One positive part of the GOP tax plan is the doubling (or, in the Senate bill, nearly doubling) of the current standard deduction from $6,350 to at least $12,000. (The current deduction of $12,700 for married couples would increase to at least $24,000.) A higher standard deduction means all Americans get to keep a larger share of their income, tax-free, and it also helps to simplify the tax-filing process for some people who might currently itemize deductions but would choose not to do so if the standard deduction was higher.
But even something as straightforward as raising the standard deduction is facing opposition, Politico reports. Homebuilders and other housing lobbyists are worried—get this—that it lets individuals make their own decisions about how to use that extra un-taxed money.
"We're looking at the current draft plan as an assault," Jerry Howard, CEO of the National Association of Homebuilders, told Politico. "By raising the standard deduction you put money in people's pockets, yes, but you're not encouraging them how to use the money."
This represents more than just one tired lobbyist caught in an unexpected moment of candor.

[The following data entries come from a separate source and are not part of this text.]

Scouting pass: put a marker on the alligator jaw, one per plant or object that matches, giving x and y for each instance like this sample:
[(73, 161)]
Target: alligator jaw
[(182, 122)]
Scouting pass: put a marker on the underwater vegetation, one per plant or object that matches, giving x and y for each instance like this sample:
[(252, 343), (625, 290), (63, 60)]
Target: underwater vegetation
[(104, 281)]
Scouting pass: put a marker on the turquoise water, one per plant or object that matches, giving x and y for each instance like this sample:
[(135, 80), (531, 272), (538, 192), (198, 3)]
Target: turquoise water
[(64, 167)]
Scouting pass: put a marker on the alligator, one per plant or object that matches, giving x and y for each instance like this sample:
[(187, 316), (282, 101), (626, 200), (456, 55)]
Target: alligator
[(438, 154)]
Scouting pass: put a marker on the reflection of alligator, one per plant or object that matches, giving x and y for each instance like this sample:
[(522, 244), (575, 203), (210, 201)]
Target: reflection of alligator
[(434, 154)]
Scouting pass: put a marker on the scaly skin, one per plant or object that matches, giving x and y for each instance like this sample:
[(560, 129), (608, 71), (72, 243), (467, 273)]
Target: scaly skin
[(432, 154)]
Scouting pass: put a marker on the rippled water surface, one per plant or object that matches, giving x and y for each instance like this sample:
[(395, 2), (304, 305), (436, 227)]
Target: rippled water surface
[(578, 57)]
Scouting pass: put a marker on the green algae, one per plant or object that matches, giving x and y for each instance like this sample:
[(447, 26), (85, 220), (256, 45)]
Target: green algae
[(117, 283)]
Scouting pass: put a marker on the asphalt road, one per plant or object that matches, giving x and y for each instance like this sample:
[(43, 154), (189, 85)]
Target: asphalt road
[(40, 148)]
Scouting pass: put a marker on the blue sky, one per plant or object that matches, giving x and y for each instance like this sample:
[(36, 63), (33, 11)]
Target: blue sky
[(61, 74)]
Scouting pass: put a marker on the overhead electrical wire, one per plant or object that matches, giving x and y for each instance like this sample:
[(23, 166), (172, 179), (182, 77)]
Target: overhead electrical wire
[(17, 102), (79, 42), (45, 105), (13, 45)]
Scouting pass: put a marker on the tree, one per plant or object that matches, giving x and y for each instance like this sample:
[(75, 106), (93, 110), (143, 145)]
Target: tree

There's a whole worldview embedded in that cynical comment.
About a decade ago, Richard Thaler and Cass Sunstein coined the "nudge" theory: the idea that policy makers can influence behavior without explicitly mandating or prohibiting anything. Such "libertarian paternalism," as some have called it, leaves people free to make their own decisions but arranges incentives to direct choices. The federal tax code has long been full of such incentives, including the mortgage interest deduction that is so dear to groups like Howard's lobby. It encourages you, as Howard puts it, in "how to use the money" because you get a tax break for choosing to buy a home instead of making any other choice.
In some cases, this may work rather innocently to help people save more for retirement or to increase organ donations. It also helps make bathrooms less messy. But even when the theory is applied in what seem to be useful ways, there's no practical, objective way to determine what's in another person's best interest. There are, however, plenty of ways a lobbyist can twist the tax code to fit his lobby's interest.